Não demorei a perceber que, se quisesse algum sossego, mais valia não mexer com os nervos das minhas tias e da minha mãe. Comecei a ter segredos. Não contei da vez em que perdi o relógio novo, nem como o fui reclamar ao conselho directivo, dando ar de forte, mas morta de vergonha por dentro. Não disse uma palavra sobre todas as vezes que me defendi no recreio da escola dos que me chamavam gorda e de como me custava comer o almoço, que trazia de casa dentro de uma marmita de alumínio de tampa vermelha, nos degraus do bloco 3.

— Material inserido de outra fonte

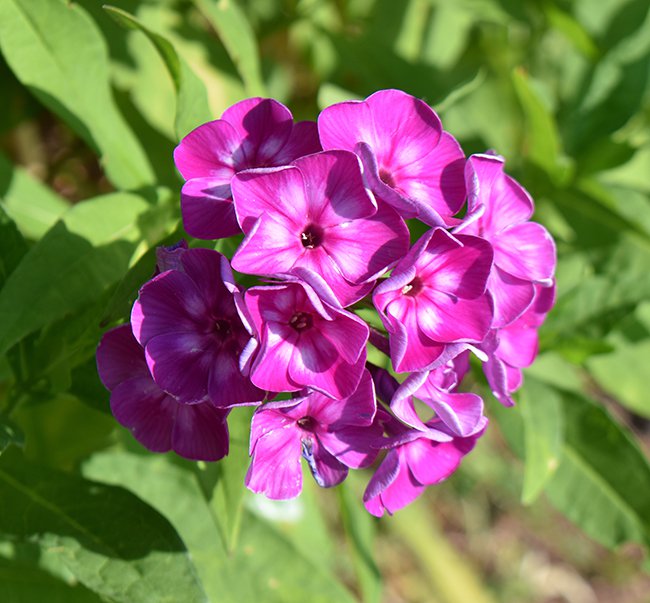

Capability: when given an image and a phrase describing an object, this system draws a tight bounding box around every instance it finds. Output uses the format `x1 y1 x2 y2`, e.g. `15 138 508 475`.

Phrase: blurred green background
0 0 650 603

E não ousei falar de rapazes, dos que olhavam para mim no autocarro, dos que não olhavam na escola, dos que diziam que eu tinha umas pernas bonitas e de como tinha ficado dias a pensar nisso. Nunca tinha pensado nas minhas pernas como algo que não fosse para andar. Um dia, no autocarro, na viagem para casa, um rapaz mais velho deixou cair no meu colo bilhete com o número de telefone no verso e eu corei até às orelhas. Nunca liguei, tinha 14 anos, não estava preparada, não era ainda chegado o momento de desafiar os nervos da minha mãe.

Guardei segredo, era melhor. Acho que tinha medo que não me deixassem usar saias curtas, já era difícil quando aquelas mulheres todas – que às vezes pareciam funcionar como um único corpo – decidiam pronunciar-se sobre a minha vida, as minhas escolhas e até a minha roupa. Os adultos que nos vêem crescer guardam a imagem de uma criança durante muito tempo, mesmo quando ela já não existe. E era constrangedor quando a minha mãe me obrigava a calçar meias brancas de renda de algodão ou a vestir vestidos vaporosos, daqueles de sair na procissão ou ir a casamentos.

A minha adolescência foi assim uma travessia silenciosa, repleta de segredos e sentimentos calados. Acho que tinha até medo que os ouvissem se pensasse muito. Os nervos das mulheres com quem cresci terão ajudado a ser ainda mais reservada, mas a verdade é que eu já era assim de feitio, tímida, muito tímida. E um tímido, quando se põe a partilhar, sente-se como um elefante numa loja de loiça, tem a impressão que está prestes a partir tudo, que o resultado será terrível, que perderá a dignidade. Às vezes o melhor mesmo é guardar segredo.